Clinical data of the studied cohort
A total of 444 COVID-19 unrelated patients (263 males and 181 females) admitted to the biggest hospitals in Sofia, Bulgaria, from October 2020 to April 2022, were included in the present study. They were divided into three qualitative phenotypic groups depending on the clinical severity: (1) patients with severe and critical course (181 cases; 41%); (2) individuals having moderate disease (129 cases; 29%); and (3) all cases who test positive for SARS-CoV-2 but who have some mild or no symptoms consistent with COVID-19 (134 cases; 30%) (Fig. 1). Phenotype definitions are described in Methods. The most frequent co-morbidities were malignant diseases, hypertension, cardiovascular disease, and diabetes mellitus (Table 1). Detailed clinical data of each patient are recorded in a local database and could be provided on request.
Analysis of the infected patients showed that the sex is significantly associated with the disease severity. Males are more likely to develop severe or critical disease than females. Relative risk for severe disease in males is 1.32 and OR = 1.59 (p = 0.024, 95% CI-1, 07 − 2,35). Within the infected subjects, patients with severe infections and those who died were significantly older than the remaining clinical groups (asymptomatic/mild infection and moderate infection) (p = 0.002). Correlation analysis also showed significantly association between age and disease severity (Spearman correlation coefficient – 0.193 with two tailed p = 4.06x10− 5).
Recurrent genetic variants
An expected observation of our study was the high prevalence of subjects carrying three rare variants in the primary structural component of airways mucus gene, MUC5AC. These include c.1993A > G (rs36195734, MAF 0.02%) found in 302 subjects (68% in total; 28% severely ill), c.2018C > G (rs200292517, MAF 0.001%) identified in 281 (63% in total; 25% severely ill), and c.1974C > A (rs74811639, MAF 0.09%) which was detected in 147 (33% in total; 13% severely ill) patients.
Identification of pathogenic variants in COVID-19 patients
Given multiple previous reports related to the impact of pathogenic genetic variants on the severity and outcome of COVID-1930, we set off to test such effect using our cohort of 444 patients with varying degree of severity of the disease and clinical outcomes.
Using WES data, we focused on genes that have been involved in viral infection sensitivity, host immune response, genes related to coagulation, genes related to cardiovascular function, and genes that were previously shown to be associated with COVID-19 outcomes.
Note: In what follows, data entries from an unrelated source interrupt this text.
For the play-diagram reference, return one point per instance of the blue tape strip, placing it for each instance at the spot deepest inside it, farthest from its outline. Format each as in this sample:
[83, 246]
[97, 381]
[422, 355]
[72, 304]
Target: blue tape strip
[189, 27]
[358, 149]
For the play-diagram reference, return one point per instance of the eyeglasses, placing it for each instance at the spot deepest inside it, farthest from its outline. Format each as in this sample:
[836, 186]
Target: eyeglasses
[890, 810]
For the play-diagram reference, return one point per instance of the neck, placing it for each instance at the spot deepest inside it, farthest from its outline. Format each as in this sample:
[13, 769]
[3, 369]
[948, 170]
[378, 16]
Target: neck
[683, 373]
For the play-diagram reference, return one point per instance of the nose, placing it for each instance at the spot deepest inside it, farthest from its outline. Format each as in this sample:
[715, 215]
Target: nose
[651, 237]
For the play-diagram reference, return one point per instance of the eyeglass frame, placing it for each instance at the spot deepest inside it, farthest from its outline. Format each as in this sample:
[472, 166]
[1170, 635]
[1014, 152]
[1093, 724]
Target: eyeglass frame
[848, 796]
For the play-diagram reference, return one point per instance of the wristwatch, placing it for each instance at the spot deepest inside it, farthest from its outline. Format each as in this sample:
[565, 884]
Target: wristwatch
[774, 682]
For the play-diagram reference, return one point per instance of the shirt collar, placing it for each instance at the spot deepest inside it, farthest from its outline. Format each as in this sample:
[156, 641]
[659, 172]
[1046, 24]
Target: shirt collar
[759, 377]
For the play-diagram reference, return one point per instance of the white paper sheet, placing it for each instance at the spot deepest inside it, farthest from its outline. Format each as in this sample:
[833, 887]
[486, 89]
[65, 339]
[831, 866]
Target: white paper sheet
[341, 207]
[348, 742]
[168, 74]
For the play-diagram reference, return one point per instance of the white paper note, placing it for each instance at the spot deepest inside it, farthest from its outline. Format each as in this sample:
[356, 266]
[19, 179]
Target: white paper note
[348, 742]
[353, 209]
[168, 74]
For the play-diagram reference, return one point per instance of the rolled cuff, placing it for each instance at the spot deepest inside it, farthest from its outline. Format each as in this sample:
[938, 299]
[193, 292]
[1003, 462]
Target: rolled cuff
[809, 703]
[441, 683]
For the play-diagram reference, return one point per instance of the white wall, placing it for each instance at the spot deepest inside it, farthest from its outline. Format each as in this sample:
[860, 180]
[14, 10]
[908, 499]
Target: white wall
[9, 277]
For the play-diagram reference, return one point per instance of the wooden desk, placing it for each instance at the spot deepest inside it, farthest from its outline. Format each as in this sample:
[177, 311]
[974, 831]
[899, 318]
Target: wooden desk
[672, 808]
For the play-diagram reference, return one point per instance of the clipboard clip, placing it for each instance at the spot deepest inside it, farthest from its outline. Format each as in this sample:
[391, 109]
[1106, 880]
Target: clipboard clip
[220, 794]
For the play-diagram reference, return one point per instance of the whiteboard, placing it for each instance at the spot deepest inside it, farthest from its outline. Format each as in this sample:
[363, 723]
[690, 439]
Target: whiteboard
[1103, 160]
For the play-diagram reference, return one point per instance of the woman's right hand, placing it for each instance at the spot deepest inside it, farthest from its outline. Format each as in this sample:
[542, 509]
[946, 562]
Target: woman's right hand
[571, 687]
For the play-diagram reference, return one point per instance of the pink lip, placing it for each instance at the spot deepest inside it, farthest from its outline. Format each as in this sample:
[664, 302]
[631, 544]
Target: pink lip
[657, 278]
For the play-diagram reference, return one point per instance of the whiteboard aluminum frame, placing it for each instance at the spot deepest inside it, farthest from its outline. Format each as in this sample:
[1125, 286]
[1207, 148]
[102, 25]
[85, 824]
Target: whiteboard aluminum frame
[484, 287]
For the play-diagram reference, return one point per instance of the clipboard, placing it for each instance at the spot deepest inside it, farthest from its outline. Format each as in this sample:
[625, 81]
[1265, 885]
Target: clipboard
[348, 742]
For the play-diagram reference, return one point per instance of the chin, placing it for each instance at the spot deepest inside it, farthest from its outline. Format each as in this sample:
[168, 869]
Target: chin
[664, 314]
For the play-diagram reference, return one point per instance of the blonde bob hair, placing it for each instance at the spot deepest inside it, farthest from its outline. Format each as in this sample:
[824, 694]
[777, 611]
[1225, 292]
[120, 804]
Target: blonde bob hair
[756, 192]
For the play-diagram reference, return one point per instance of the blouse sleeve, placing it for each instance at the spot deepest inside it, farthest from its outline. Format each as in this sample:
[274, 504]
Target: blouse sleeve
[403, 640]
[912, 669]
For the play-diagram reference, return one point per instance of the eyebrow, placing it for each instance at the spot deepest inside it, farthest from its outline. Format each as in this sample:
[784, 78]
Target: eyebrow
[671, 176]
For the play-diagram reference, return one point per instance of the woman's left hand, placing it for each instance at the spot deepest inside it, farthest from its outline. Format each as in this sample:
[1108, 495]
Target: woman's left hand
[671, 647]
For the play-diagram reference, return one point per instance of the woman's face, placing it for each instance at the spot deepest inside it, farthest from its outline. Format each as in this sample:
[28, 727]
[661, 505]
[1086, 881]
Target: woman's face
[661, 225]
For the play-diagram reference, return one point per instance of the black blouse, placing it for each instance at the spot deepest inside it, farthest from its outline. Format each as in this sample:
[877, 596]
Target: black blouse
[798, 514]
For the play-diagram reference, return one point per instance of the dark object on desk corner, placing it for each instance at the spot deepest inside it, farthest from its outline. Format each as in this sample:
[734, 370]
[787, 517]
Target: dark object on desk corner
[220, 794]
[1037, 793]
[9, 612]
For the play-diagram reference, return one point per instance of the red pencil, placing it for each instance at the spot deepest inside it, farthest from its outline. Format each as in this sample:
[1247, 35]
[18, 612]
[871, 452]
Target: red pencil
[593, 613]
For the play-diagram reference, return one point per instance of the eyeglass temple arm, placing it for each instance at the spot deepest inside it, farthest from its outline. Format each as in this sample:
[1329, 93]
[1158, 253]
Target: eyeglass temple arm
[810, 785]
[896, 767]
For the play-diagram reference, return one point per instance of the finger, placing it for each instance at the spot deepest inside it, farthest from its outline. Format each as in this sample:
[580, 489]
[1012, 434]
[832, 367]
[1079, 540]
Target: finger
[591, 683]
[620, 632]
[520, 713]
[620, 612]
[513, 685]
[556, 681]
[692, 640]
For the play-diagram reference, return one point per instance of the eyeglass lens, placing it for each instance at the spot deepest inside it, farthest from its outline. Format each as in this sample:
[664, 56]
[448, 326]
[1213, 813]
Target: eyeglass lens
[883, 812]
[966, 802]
Finally, we collected available information in a specific panel of 1172 genes (Suppl. Table S1). After applying filter steps described above, 9,237 rare variants remained in the gene panel for 444 patients; the mean number of variants per person was 20.8. A total of 519 (out of 9,237) were variants classified as either pathogenic or likely pathogenic, located in 244 different genes. These variants were observed in a total of 296 patients (Suppl. Table S2).
Unique variants
Our dataset of rare genetic variants found in patients with different COVID-19 outcomes was analyzed for alterations with unique combination of position and allele. The number of these variants was 5,854 and they were located in 1083 different genes. They were detected in 439 patients, each carrying between 8 and 26 variants. Distribution of variants by type, MAF and functional consequences is shown in Fig. 2. Missense variants predominated among variants with other functional consequences (87%), synonymous changes counted 5.4%, and only 2.8% were represented by frameshift and splicing variants; (Fig. 2a). Ultra rare variants with MAF < 0.01% were the most numerous (Fig. 2b).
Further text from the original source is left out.